Pain Imaging | Overview
Pain and the Brain
Neuroimaging studies indicate that pain can activate a wide network of brain areas. These brain regions may reflect activation of different functional networks all relating to different aspects and consequences of pain. Such functions could include not only sensory processing of pain, but also atttention-orienting, threat assessment, planning an immediate reaction to resolve pain, and assessing the meaning of the sensation.
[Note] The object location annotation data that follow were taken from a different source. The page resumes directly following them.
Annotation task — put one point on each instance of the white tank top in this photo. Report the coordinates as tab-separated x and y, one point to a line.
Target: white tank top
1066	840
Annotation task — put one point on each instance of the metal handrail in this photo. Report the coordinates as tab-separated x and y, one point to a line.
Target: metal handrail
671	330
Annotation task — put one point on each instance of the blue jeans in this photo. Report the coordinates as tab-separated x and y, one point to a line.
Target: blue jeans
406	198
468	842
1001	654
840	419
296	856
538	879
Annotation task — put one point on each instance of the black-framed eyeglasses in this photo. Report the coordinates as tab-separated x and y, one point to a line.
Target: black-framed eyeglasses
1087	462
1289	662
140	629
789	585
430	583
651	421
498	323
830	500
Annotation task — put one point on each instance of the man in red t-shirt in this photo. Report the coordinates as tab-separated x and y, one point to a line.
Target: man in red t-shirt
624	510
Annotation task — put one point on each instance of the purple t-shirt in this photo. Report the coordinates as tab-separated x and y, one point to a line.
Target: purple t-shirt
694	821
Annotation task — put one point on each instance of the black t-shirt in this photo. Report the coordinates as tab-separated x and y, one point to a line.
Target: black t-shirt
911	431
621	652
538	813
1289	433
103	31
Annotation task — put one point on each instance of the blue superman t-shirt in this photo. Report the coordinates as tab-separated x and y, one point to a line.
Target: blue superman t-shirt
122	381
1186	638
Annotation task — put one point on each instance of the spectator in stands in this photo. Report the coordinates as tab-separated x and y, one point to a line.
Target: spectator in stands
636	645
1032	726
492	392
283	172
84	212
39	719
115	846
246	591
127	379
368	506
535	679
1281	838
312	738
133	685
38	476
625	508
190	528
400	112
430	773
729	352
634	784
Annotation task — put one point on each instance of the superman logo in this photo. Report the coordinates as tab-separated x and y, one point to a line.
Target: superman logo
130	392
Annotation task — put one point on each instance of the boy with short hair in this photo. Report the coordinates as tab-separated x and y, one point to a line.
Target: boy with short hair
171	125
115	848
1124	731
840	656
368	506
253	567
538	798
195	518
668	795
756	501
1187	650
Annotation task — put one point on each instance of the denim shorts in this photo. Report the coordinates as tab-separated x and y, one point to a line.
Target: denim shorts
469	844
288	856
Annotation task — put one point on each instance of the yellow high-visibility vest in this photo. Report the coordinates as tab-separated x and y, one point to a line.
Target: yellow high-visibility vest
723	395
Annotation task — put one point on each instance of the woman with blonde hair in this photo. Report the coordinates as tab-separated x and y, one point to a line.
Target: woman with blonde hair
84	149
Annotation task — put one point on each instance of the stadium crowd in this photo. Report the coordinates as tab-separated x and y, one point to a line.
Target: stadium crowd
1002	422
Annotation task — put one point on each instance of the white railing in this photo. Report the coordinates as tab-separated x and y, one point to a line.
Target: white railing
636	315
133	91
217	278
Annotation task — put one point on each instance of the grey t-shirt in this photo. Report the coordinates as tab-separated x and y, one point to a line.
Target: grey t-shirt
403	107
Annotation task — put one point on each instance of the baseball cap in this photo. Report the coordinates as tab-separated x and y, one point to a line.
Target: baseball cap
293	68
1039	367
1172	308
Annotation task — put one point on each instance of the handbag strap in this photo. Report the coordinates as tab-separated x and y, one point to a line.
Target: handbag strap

Image from: Borsook, Moulton, Schmidt, and Becerra. Neuroimaging revolutionizes therapeutic approaches to chronic pain. Molecular Pain 2007 3:25 doi:10.1186/1744-8069-3-25. Panel A reprinted with permission from Casey and Tran, 2006.
Pain Neural Networks
Information processing is carried by neural circuits. Defining these circuits using non-invasive neuroimaging in humans and animals allows us to define circuits involved in pain processing. Pain is critical to living organism's adaptation to the environment, which under normal circumstances allows for protection (withdrawal or guarding) of the individual or body part from harm. Much of the information of pain neural circuits has been derived from marine and non-human primate basic science in anatomy, physiology and molecular biology. Clinical work has also contributed to our understanding of these circuits. However, with the advent of non-invasive neuroimaging we can being to dissect, with great clarity and anatomical definition, functional systems within the human brain that are involved in pain processing in healthy volunteers, surrogate models of pain and in patients with acute or chronic pain. For example, our group has been among the first to evaluate the nucleus accumbens and cerebellum in pain in humans. The definition of these circuits also allows us to define specific informational processing systems common to the animal and human, thus allowing specific interrogation of targets for future therapies for chronic pain.
While an understanding of neural circuits in healthy volunteers provide insight into normal circuits, understanding the dynamic changes occurring in patients with chronic pain is a bigger challenge. These changes may involve the sensory experience itself (e.g., the development of burning pain or allodynia). The changes may also involve systems involved in the emotional experience in pain such as unpleasantness, depression, or suffering. The use of imaging techniques to identify pain-activated areas in humans that may provide opportunities to follow the effectiveness of new therapeutic approaches, and the information may improve the diagnosis and initiate novel treatment strategies for pain. Objective indices of brain function will provide a targeted method for the evaluation of analgesics in these patients and also objective diagnosis and ability to follow the progression of the disease. Prediction of chronic pain, for example, following surgery may indeed be possible. Such evaluation with imaging techniques include functional (e.g., fMRI), anatomical (e.g., MRI for cortical thickness), and chemical (e.g., spectroscopy).
Biomarkers for pain are needed in a number of domains. The first is to objectively define pain in humans and animals. The second is to define models that clearly form the basis of altered function in the clinical condition of chronic pain such as neuropathic pain. While the understanding of altered function including neurochemical and structural changes in neurons is beginning to be well understood, in general, the specific understanding of these changes in inflammatory and neuropathic pain are less well understood. Such changes are essential to the understanding of the underlying mechanisms of plasticity of genes that impact on cellular, molecular and physiological changes in pain processing. One approach to surrogate markers is to define specific neural circuits that are seen in the human condition and apply them to experimental human and animal systems. In both, the idea is that activation within a specific readout (surrogate) or neural pathway parallels the clinical condition. Defining objective markers for the evaluation of pain for use in the clinic is part of the overall focus of the program.
Imaging and Analysis
Brain imaging allows for the interrogation of CNS circuits affected by analgesics. Analgesia is defined as loss of pain without loss of consciousness. At the present time, there are no objective methods for defining analgesia. The use of imaging in understanding the functional effects on brain circuitry may significantly contribute to drug discovery and development by understanding how specific chemical agents/entities affect specific CNS circuits involved in pain and analgesia.